Montreal dairy processing giant Saputo has moved to expand its U.S. specialty dairy footprint through a US$1.45 billion deal for a piece of Dean Foods’ portfolio.
Saputo on Monday announced it will buy Dean’s subsidiary Morningstar Foods, which makes dairy and non-dairy extended shelf-life (ESL) products such as creams and creamers, ice cream mixes, whipping cream, aerosol whipped toppings, iced coffee, half-and-half, value-added milks, sour cream and cottage cheese at 10 plants in nine U.S. states.
Morningstar came to Dean by way of Suiza Foods, which bought Morningstar in 1997 before buying Dean Foods and assuming that company’s name in 2001.
Morningstar sells its wares under various owned brands and private labels; it supplies retailers, national quick-serve restaurant chains, grocery stores, mass merchandisers and distributors across the U.S. In its fiscal year ending Sept. 30, Morningstar’s gross sales ran at about C$1.6 billion.
"In recent years, (Morningstar’s) business has grown significantly faster than the industry, driven by strong execution, new product innovation and consumer trends that favour our products," subsidiary president Kevin Yost said in Dean Foods’ separate release Monday.
Saputo said it expects the deal for Morningstar to be "immediately accretive to earnings." The combined companies, it said, would have booked about C$8.6 billion in revenues and C$2.82 of basic earnings per share, up 11.5 per cent from Saputo’s earnings per share alone for the 12 months ending Sept. 30.
Saputo, which will merge Morningstar into its existing U.S. dairy division, said it expected to gain also from Morningstar’s nationwide manufacturing and distribution footprint.
With Morningstar’s product line, Saputo said it expects to expand its product offerings in the U.S., and to "broaden the range of (its) future acquisition opportunities."
For its part, Dallas-based Dean said Monday it expects to net about US$887 million in proceeds through the sale of Morningstar, all of which will go to "retire (Dean’s) outstanding term debt under its senior secured credit facility, significantly lowering its leverage and increasing its financial flexibility."
That flexibility "increases our ability to sharpen our focus on the conventional dairy business," Dean CEO Gregg Tanner said Monday.

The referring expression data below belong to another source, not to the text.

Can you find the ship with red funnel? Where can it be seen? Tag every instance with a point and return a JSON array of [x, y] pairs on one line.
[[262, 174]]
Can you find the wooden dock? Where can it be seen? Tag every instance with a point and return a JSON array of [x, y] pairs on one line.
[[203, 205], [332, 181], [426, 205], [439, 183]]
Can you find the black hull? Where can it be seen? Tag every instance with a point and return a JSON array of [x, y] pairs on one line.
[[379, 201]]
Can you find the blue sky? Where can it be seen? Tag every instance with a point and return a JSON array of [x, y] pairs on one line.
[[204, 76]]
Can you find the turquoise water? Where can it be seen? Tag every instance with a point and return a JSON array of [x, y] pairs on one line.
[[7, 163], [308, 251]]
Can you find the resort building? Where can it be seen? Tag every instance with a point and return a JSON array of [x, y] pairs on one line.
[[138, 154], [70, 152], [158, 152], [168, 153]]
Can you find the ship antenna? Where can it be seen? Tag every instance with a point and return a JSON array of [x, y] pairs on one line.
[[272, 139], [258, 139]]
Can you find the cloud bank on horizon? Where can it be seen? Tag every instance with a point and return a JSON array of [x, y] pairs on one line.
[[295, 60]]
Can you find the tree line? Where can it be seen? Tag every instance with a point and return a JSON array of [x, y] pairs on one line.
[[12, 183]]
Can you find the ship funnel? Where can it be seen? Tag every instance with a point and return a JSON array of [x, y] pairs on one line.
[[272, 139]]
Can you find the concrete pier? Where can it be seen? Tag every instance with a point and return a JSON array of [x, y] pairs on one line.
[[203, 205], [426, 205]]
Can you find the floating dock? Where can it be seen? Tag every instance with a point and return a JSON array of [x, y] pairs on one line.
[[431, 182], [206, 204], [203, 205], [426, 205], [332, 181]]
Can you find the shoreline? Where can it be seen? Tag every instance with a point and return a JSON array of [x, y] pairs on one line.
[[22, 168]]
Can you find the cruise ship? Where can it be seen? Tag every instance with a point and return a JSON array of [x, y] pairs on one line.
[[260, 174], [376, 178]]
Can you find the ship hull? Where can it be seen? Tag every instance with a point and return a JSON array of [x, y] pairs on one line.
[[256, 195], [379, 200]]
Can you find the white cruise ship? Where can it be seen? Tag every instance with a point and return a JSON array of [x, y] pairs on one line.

As a condition of the sale, Dean also made an agreement with one of its other subsidiaries, WhiteWave Foods Co., in which WhiteWave will get US$60 million to compensate for terminating its option to buy plant capacity and property at a Morningstar facility.
The terms of the deal also call for WhiteWave — which completed its own initial public offering earlier this year but remains majority-owned by Dean — to "modify certain terms of existing intercompany commercial agreements" with Morningstar.
Pending U.S. regulatory approval, the sale of Morningstar to Saputo is expected to close by the end of this month or in the first quarter of 2013.